I design .

I'm Ketan ‐ A Melbourne web designer, developer and illustrator with 20 years industry experience.

Switching my website to Jekyll was easy peasy

8 April 2021 static website jekyll cms github

I’ve been thinking about replacing my Contentful + PHP managed website with a Jekyll one for some time, and this month I’ve finally gone and done it. 

Contentful CMS

If you’ve never used Contentful, it’s a headless CMS that allows you to manage all types of content by allowing you to create content models.

It’s excellent and worth considering if you are looking for a content management system and utilising your own front end code. 

Why switch?

Contentful is a great CMS, but there were a few reasons why I decided to switch:

  1. Reducing hosting and deployment costs, and my carbon footprint associated with all of these.
  2. Improving website speed and performance.
  3. Reducing the reliance on third-party hosted services.
  4. Wanting more control and ownership over my content.
  5. Less development time, so I can quickly add new features to my website.

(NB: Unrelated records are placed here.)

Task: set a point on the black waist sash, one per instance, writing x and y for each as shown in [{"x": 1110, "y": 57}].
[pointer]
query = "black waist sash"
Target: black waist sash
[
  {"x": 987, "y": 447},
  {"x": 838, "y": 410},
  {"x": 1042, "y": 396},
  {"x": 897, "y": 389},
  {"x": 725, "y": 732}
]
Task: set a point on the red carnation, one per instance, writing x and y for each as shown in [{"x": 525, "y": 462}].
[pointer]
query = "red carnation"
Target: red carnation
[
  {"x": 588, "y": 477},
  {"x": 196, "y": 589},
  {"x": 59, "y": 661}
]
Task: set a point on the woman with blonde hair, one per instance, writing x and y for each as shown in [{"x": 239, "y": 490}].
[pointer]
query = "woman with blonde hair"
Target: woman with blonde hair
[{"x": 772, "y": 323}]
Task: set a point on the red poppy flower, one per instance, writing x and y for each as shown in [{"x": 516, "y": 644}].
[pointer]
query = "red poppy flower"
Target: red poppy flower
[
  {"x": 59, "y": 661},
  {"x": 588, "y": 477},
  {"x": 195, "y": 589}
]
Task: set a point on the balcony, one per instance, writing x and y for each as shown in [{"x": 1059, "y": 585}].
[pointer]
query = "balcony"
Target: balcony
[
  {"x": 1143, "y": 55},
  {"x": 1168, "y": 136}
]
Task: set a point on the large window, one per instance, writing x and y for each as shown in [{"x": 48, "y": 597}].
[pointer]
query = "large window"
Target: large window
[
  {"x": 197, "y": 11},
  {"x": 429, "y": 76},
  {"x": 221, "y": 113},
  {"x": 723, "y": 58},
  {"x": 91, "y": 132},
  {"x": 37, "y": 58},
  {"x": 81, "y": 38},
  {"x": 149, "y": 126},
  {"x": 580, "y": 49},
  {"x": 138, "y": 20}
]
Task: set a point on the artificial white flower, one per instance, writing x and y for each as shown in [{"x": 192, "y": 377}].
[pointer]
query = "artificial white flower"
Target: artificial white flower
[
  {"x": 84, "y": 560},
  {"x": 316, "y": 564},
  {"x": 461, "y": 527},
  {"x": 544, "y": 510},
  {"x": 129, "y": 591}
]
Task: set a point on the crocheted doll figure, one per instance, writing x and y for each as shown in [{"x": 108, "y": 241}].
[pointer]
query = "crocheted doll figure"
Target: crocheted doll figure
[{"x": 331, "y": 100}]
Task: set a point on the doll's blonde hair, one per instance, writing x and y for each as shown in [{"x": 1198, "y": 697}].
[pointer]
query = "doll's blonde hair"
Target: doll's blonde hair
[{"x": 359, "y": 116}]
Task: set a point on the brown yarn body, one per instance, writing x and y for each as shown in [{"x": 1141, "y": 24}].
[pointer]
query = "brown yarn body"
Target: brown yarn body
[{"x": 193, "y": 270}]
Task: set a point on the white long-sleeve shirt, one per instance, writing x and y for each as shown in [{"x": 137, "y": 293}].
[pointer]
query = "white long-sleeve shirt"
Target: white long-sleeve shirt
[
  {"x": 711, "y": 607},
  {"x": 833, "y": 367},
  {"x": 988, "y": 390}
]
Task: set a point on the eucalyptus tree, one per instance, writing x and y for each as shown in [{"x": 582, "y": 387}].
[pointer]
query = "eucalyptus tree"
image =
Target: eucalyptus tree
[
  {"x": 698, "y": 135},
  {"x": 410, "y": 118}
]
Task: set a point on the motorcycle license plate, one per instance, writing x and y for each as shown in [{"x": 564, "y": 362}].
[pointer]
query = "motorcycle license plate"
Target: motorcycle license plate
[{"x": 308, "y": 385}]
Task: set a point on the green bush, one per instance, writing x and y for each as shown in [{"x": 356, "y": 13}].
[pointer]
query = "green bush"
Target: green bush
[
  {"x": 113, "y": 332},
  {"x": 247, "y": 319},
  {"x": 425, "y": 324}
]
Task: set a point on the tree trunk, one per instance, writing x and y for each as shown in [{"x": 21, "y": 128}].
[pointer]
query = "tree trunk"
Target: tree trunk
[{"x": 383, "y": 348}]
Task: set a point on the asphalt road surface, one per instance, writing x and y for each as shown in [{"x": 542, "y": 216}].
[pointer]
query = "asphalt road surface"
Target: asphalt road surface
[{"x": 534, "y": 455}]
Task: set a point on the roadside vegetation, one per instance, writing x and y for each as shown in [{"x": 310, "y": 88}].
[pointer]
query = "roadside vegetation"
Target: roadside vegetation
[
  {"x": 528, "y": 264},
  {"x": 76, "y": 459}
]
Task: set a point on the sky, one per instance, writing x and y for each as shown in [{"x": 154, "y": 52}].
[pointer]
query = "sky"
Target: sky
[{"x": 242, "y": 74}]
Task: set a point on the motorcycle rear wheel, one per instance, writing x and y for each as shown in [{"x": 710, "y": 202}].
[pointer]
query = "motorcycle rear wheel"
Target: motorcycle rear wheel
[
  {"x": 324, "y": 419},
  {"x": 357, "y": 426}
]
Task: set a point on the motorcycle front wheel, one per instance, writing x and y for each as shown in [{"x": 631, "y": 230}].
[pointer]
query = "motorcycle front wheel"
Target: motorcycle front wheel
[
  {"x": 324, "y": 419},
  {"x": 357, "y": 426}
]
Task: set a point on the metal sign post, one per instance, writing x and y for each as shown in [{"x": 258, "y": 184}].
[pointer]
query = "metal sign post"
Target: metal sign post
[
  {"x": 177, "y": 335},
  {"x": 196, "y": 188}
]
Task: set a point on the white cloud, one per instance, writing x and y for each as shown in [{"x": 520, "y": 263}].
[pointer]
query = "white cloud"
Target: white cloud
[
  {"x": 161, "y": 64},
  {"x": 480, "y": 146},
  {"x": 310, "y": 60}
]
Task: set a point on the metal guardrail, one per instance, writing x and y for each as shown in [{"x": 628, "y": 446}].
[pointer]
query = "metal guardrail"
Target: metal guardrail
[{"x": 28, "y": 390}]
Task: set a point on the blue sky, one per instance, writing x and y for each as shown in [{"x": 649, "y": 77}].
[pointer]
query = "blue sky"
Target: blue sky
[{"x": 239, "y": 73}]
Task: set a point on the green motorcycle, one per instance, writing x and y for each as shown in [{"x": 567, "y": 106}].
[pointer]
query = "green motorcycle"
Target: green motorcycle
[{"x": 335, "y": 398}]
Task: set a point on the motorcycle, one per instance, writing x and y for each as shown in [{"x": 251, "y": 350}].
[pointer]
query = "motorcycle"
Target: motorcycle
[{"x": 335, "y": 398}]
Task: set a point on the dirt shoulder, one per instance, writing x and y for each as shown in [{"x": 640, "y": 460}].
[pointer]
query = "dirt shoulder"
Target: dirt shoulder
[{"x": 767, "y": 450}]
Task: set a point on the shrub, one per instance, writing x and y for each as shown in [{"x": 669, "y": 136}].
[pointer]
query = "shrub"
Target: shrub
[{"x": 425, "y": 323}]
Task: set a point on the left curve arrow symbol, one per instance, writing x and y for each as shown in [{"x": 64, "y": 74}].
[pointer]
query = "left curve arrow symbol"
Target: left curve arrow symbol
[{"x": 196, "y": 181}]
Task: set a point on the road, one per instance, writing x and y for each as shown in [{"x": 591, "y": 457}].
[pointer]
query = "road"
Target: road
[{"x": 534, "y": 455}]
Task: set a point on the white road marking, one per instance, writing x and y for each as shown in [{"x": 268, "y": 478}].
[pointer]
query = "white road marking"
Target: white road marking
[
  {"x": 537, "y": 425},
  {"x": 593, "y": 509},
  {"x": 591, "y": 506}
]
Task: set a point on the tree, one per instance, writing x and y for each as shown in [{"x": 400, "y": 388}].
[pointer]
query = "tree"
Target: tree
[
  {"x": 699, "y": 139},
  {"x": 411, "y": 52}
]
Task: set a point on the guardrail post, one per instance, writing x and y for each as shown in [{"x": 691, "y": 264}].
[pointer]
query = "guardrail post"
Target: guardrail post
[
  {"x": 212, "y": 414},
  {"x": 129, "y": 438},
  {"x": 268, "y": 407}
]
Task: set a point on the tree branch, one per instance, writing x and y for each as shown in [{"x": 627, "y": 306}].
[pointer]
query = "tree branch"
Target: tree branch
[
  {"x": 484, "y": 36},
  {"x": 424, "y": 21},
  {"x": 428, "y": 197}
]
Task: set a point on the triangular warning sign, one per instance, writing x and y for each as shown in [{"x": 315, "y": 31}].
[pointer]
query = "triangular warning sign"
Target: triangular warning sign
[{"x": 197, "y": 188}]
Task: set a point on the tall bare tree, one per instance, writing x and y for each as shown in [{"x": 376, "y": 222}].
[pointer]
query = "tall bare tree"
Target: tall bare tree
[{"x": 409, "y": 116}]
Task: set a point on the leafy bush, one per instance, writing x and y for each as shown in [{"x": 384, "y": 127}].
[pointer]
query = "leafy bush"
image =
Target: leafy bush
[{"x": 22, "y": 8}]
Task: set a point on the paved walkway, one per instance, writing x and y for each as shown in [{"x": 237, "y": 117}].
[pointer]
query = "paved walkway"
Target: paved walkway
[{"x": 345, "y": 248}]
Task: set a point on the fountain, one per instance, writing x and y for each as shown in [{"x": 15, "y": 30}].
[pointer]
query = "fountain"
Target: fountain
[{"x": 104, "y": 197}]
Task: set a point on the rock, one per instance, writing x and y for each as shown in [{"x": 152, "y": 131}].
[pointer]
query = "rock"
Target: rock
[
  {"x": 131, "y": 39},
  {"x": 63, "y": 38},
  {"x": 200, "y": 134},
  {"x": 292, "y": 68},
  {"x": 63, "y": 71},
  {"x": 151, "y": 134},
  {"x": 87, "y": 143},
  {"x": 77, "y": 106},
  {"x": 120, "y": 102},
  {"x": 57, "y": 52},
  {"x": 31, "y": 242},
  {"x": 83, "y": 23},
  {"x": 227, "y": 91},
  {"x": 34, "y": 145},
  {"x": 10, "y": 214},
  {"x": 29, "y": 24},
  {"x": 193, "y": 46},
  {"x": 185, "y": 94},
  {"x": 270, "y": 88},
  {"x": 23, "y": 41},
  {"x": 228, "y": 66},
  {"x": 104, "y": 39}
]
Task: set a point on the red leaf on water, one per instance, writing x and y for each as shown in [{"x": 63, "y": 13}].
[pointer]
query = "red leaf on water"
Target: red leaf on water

Every year I review all the services I use and their related subscription costs. After some analysis, I found I was spending approximately A$300 per year on Google Cloud Platform (GCP), ServerPilot, GitHub and DeployHQ just for hosting this website.

I was still on the free Contentful plan, which was sufficient for my requirements. 

GitHub Pages

I have a GitHub Pro account which allows me to host a static website within my US$4 monthly subscription. So savings are made there, considering I use Github a lot for coding and project management.

Switching to Jekyll made perfect sense with it being compatible with GitHub Pages, and I wanted to go down the static root. 

I could have continued to use GCP to host my site, but GitHub made perfect sense to me with everything in one place; my repo, deployment, issues, projects etc. 

It’s too easy…

I thought it would take me some time to convert my existing site to a Jekyll one as I hadn’t used it before. Still, I had it up and running within a weekend and was pleasantly surprised at how easy and enjoyable the whole process was.

There wasn’t much for me to install on my mac; it all just worked so I could go straight into building my website.

Lighthouse tests

With my new static website live, I just had to run a lighthouse test against my old site. As expected, there were some serious performance improvements.

My website using PHP and Contentful

The old site was quite fast, with a performance score of 83, but I could have made some improvements.

My website using Contentful + PHP

My website built with Jekyll

In comparison, this new static website scored a whopping 97 in performance!

My website built with Jekyll


I’m thrilled with the result, and this is my first post written using Jekyll. So far, it’s been brilliant - no more messing about with logging into admins, deployments and just general server crap.

Going static is definitely the way to go. As always, Eric Meyer was right!